Смотрю в его затуманенные глаза, в их бездонную синь. Я ранен. Я зол. Я тону.
— С-а-с-к-е.
Он проталкивается в меня — без масла, со слюной, но мне не больно. В пылу охватившего меня помешательства я не способен ощутить боль. Двигаюсь ему навстречу, я готов выть, я не знаю, куда деть руки, куда смотреть — я хочу коснуться его везде, видеть его всего. Мы сплетаемся в одно, крепко обнявшись, его лицо так близко к моему, что его каждый его выдох становится моим вдохом. Всё моё существо сосредоточено там, где мы соприкасаемся: наши сомкнутые в поцелуе губы, его пальцы в моих волосах, моя туго налитая плоть между нашими животами. Тёплый осенний вечер обращается густым зноем, жжёт мою обнажённую кожу — мне жарко, и тесно, и нестерпимо.
— Ещё, — я срываюсь на стон, неосторожный толчок — рот наполняется слюной, смешанной с железной кровавой ниткой из разбитой губы. — Назови моё имя снова.
— Саске, — забываясь, шепчет он, мешая слог моего имени с оскской речью, — Саске, Саске.
Всё моё тело распадается, взрывается, стираются все ощущения, остаётся только одно — и я забываю, что жил до того, как познал его.
— Я не приму рудис, — хрипло объявляю я, глядя на неспешно приводящего себя в порядок Императора снизу вверх. — Что бы ты ни говорил. Мой ответ нет.
Он усмехается:
— Я понял. — И протягивает мне руку. — Идём. В тепидарии можно с маслом…
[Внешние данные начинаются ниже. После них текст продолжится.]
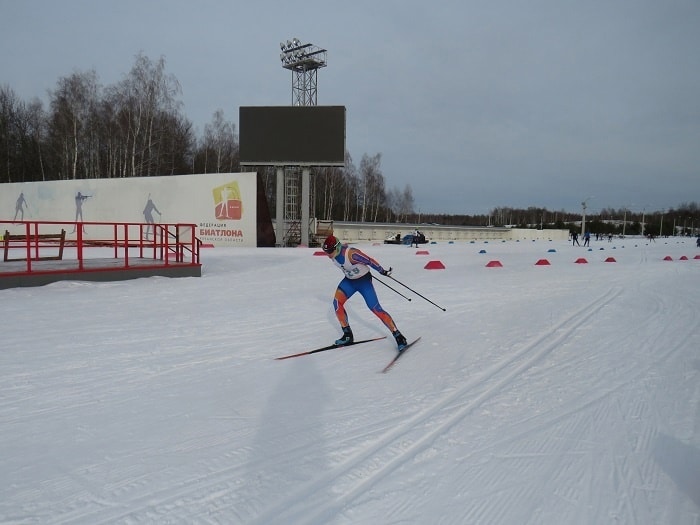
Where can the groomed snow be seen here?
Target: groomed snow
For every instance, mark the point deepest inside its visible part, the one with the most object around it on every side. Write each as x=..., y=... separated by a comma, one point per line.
x=544, y=394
Докрасна смущённый нашими стонами закат окрашивал алым наши лица и одежды. В груди моей зияла невидимая глазу открытая рана — там, куда поразил меня Наруто. Не в гордость поразил. В любовь.
***
Сакура поняла всё без слов. Омыв шею и руки остывшей водой из зря набранной ванны, она убрала волосы и опустилась на пол у изножья моей кровати и взялась за принесённое с собой рукоделие.
— Сегодня я не буду тебя трахать.
— Хорошо. — Она не подняла глаз от работы.
— Если будешь из-за этого грустить, лучше уходи.
Она не ушла и ни сказала ни слова — только тихо, еле слышно завела печальную нежную песню.
— О чём ты поёшь? — я смотрел сквозь окно на луну, выискивая в её круглом лике человеческие черты; луна глядела в ответ с тоской.
— Исида, — негромко ответила Сакура, — как плакала. Она умер муж. Плакать так много, река укрыть целый город.
— Это грустная песня. Ты знаешь другие?
— Да, — кивнула она.
Но больше не запела. Ни в ту ночь, ни в любую другую.
Преподнесённый Императором рудис, небрежно заброшенный в щель между ложем и сундуком с тряпками, покрывался пылью. Я был — его. Другого мне было не нужно.